このところ映画もドラマWも録るだけ録って全然見ないまま相当な数が溜まってしまった。漸く暇を見て1本消化。ちなみにこれは2月14日に放送されたものだ。

原作は山田悠介の小説。僕は読んだことない作家だが、『リアル鬼ごっこ』や『親指さがし』などのベストセラーがあるらしい。

主人公は森悟(北村一輝)。別居中の妻・亜紀(清水美沙、昔は「美砂」だったのにいつ改名したのか?)が幼稚園児のひとり息子を連れて福島県に旅行中に列車の脱線事故で死んでしまう(息子は奇跡的に無傷)。

仕事上の大トラブルでボロボロになっているところに、今まで顧みたこともない家事と育児がのしかかってきて、悟は自暴自棄になってしまう。そんな時、亡妻の職場の後輩で春子と名乗る女性(栗山千明)が勝手に家に入り込んで勝手に家のことをやり始める。不思議なことに息子はすぐに懐いてしまった。

──ここまで見て、どうもトーンのはっきりしないドラマだ。

僕が山田悠介という作家のことを全く知らなかったのも大きな原因だが、一体このドラマがラブ・ストーリーなのか犯罪ドラマなのか、それとも単純なホームドラマなのか、あるいはある種の幻想譚またはホラーなのか、その辺のところがよく見えてこない。

でも、それを知らずに観たのが正解だったと思う。どの手の話か見当がつきながら見たら、きっと一番謎の部分も早くに見破ってしまっていただろう。

ただ、やっぱり描かれるドラマの雰囲気があまり一定せず少し見にくい面があるのも確か。カメラが一生懸命頑張って凝った画作りをしているのが微笑ましいくらいだが、なんかそういうことが不必要な緊張感を産んでしまっていたような気がする。

結局この話はどうなるんだろ? 結局「男も家庭のことを顧みなさい」みたいな拍子抜けするほど単純な教訓を残すだけの作品ではないだろうな、と途中からは少し警戒しながら観たのだが、ま、そんなことにはならなかった。

ただ、ケツが重いね。
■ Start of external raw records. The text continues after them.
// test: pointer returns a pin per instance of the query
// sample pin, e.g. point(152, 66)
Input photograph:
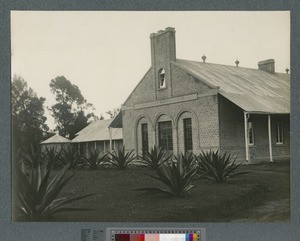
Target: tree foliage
point(71, 111)
point(28, 118)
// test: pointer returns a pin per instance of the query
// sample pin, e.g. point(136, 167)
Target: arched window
point(162, 78)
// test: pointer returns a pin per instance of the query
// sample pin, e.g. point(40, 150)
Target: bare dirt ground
point(276, 208)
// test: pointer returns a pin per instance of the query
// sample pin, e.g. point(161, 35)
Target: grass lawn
point(238, 199)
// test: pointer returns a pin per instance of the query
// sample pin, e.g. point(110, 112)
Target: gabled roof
point(253, 90)
point(56, 139)
point(98, 131)
point(117, 121)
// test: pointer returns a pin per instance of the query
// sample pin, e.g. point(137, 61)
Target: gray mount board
point(214, 231)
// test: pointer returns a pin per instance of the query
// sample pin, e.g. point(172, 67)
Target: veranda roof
point(253, 90)
point(98, 131)
point(56, 139)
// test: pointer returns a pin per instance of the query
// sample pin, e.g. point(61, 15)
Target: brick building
point(184, 105)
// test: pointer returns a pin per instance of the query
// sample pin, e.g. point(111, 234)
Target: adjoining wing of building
point(103, 135)
point(56, 141)
point(184, 105)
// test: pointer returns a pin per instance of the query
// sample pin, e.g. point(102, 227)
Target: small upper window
point(279, 133)
point(162, 78)
point(250, 133)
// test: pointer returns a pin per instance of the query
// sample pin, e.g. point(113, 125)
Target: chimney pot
point(287, 70)
point(267, 65)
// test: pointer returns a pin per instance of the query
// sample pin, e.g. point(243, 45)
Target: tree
point(71, 112)
point(28, 120)
point(113, 113)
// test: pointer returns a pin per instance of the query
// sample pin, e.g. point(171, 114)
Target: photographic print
point(175, 116)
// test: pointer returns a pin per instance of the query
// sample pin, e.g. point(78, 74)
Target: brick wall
point(232, 136)
point(205, 125)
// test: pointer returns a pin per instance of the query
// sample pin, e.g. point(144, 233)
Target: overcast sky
point(107, 53)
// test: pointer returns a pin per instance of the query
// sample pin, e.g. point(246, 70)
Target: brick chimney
point(163, 48)
point(163, 51)
point(267, 65)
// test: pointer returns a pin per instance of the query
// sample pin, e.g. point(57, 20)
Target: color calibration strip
point(155, 235)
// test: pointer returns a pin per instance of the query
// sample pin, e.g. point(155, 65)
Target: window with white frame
point(279, 133)
point(250, 133)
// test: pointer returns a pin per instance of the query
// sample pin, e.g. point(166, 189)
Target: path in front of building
point(277, 205)
point(271, 211)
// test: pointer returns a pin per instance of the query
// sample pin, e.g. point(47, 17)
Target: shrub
point(155, 158)
point(176, 177)
point(95, 160)
point(217, 167)
point(38, 195)
point(121, 159)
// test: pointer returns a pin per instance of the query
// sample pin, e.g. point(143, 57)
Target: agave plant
point(38, 196)
point(95, 160)
point(176, 177)
point(121, 159)
point(155, 158)
point(188, 160)
point(216, 166)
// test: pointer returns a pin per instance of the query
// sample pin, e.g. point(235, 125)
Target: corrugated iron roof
point(56, 139)
point(98, 131)
point(117, 121)
point(253, 90)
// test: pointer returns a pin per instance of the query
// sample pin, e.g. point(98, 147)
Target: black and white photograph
point(151, 116)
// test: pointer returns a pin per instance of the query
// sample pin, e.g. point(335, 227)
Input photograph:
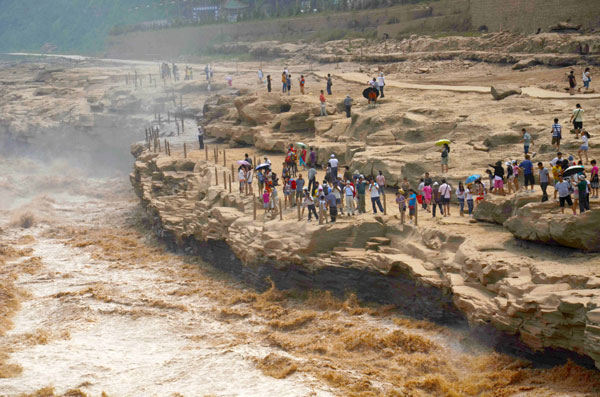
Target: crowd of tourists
point(342, 192)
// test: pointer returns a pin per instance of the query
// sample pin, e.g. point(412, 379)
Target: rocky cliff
point(439, 271)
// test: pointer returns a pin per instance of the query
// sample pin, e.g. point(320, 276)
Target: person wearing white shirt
point(242, 179)
point(583, 149)
point(446, 193)
point(381, 84)
point(375, 199)
point(349, 193)
point(333, 163)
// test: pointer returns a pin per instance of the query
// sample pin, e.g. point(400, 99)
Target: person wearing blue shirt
point(527, 167)
point(412, 204)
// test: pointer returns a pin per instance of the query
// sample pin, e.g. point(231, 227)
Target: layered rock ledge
point(440, 271)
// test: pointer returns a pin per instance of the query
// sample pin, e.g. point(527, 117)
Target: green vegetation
point(70, 25)
point(82, 26)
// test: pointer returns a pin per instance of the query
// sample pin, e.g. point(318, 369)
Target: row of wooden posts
point(137, 80)
point(152, 136)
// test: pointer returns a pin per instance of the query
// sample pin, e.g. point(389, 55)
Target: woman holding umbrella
point(371, 93)
point(445, 153)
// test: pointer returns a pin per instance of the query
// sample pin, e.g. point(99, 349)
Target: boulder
point(497, 209)
point(501, 92)
point(524, 63)
point(540, 223)
point(502, 138)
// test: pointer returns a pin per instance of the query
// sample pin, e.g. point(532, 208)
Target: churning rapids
point(93, 305)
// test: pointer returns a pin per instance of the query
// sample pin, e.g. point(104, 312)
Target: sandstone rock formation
point(548, 303)
point(538, 222)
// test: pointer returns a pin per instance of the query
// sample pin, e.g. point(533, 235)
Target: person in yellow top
point(284, 81)
point(556, 172)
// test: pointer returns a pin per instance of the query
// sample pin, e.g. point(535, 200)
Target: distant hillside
point(70, 25)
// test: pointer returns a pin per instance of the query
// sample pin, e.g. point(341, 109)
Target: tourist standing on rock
point(323, 104)
point(577, 120)
point(445, 157)
point(595, 179)
point(309, 203)
point(510, 176)
point(333, 163)
point(527, 140)
point(332, 205)
point(284, 82)
point(563, 188)
point(469, 198)
point(585, 145)
point(375, 197)
point(302, 83)
point(427, 196)
point(498, 178)
point(312, 178)
point(249, 177)
point(582, 188)
point(380, 179)
point(302, 158)
point(556, 134)
point(460, 196)
point(527, 167)
point(312, 158)
point(401, 202)
point(412, 205)
point(361, 190)
point(572, 82)
point(437, 199)
point(349, 194)
point(299, 186)
point(544, 180)
point(381, 84)
point(266, 198)
point(348, 105)
point(586, 78)
point(242, 178)
point(200, 136)
point(446, 194)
もう少しさっと終われなかったかという気もする。ただ、あのぐらい引っ張ったから最後に少し余韻が出たのかもしれない。

脚本は旺季志ずかという人。日本放送作家協会の創作テレビドラマ脚本懸賞で佳作をもらい、その後『特命係長・只野仁』などTVシリーズもたくさん手がけている。

監督は初山恭洋という人。ググッても『ナースのお仕事』の監督補くらいしか出てこず、ひょっとすると初監督作品かもしれない。

もうちょっと明確な色を押し出せたらもっと良いドラマになったと思う。ま、良い話ではあるが…。ついこの間、鎖鎌女子高生をやっていた栗山千明がこんな役をするようになったのかとちょっと驚いた。